Twilight of the Trilogy
Where ultimate meaning is concerned, the Wachowski Brothers come out of the closet in the cataclysmic climax to their trilogy. The Matrix Revolutions is as religious -- defined in the broadest, most philosophical sense -- a movie as you'll ever see. It's certainly among the most overtly religious action movies ever made.
The work of high-tech evangelism is consumed with big philosophical questions and is inlaid with Christian themes and imagery. The Wachowskis have packaged their worldview in a tri-part opus that has demonstrated its appeal to spiritually hungry young cinephiles of the Internet age. By itself, however, the message may not satisfy those more comfortable playing video games than contemplating human destiny. And those who don't go in for the special effects may gag at the corny and traditional religious content. Pared down to its essentials, The Matrix message seems more schematic here than in the first two movies. Cryptic lines are delivered in the now familiar robotic manner, but you don't have to be a Matrix expert to understand the message. You just have to remember your Sunday school lessons.

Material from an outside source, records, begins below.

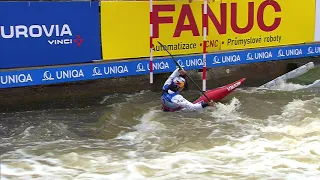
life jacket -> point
(166, 101)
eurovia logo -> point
(56, 34)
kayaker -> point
(172, 100)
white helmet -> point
(179, 81)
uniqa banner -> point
(178, 24)
(48, 33)
(107, 69)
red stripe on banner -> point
(204, 73)
(150, 14)
(204, 47)
(151, 66)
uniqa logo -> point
(230, 58)
(68, 74)
(59, 35)
(159, 65)
(194, 62)
(15, 79)
(115, 70)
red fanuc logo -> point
(220, 25)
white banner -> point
(317, 30)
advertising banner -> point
(317, 19)
(231, 25)
(48, 33)
(53, 75)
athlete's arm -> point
(184, 103)
(170, 78)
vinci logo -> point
(57, 35)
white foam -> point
(227, 112)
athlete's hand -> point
(182, 72)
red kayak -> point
(219, 93)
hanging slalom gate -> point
(204, 50)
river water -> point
(252, 134)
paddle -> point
(182, 69)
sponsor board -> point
(317, 21)
(178, 25)
(42, 76)
(48, 33)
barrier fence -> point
(68, 33)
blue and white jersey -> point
(173, 100)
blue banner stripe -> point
(52, 75)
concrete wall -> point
(92, 92)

The movie is divided into three sections. Savior Neo (Keanu Reeves) finds himself trapped between the real world and the Matrix just as he was at the end of The Matrix Reloaded. In the first part, Trinity and Morpheus free Neo after visiting the Oracle and the Frenchman. In the second section, with twenty hours until annihilation, the Machines bear down and Zion is defended in a ferocious battle. This siege emerges as a tremendously exciting piece of action filmmaking. Meanwhile Neo and Trinity pilot a ship to the heart of the Matrix for the movie's final phase -- a titanic confrontation between Neo and Mr. Smith that represents the eternal struggle between life, peace, and love and their negation, nihilism. Mr. Smith is a rogue program multiplying out of control and Neo is the warrior who must stop him to achieve the ultimate goal of peace. This is an old-fashioned story about sacrifice and heroism based on belief in something greater than oneself. Neo and Trinity's love is redemptive as is the faith certain people have in Neo. This blind faith breeds heroic acts of courage although the battle between good and evil, life and its negation, will continue.
The end of a trilogy such as this is bound to be a letdown, especially for devotees. Yet the movie seems rendered with such technical virtuosity that it's hard not to feel awed by the dense, beautiful images of Neo sacrificing himself in the ultimate video game. It boils down to the catchphrase: "Do you believe in the One?" This conclusion may not be everyone's cup of tea but you had to see it coming. Believe or not.
(Released by Warner Bros. and rated "R" for scie-fi violence and brief sexual content.)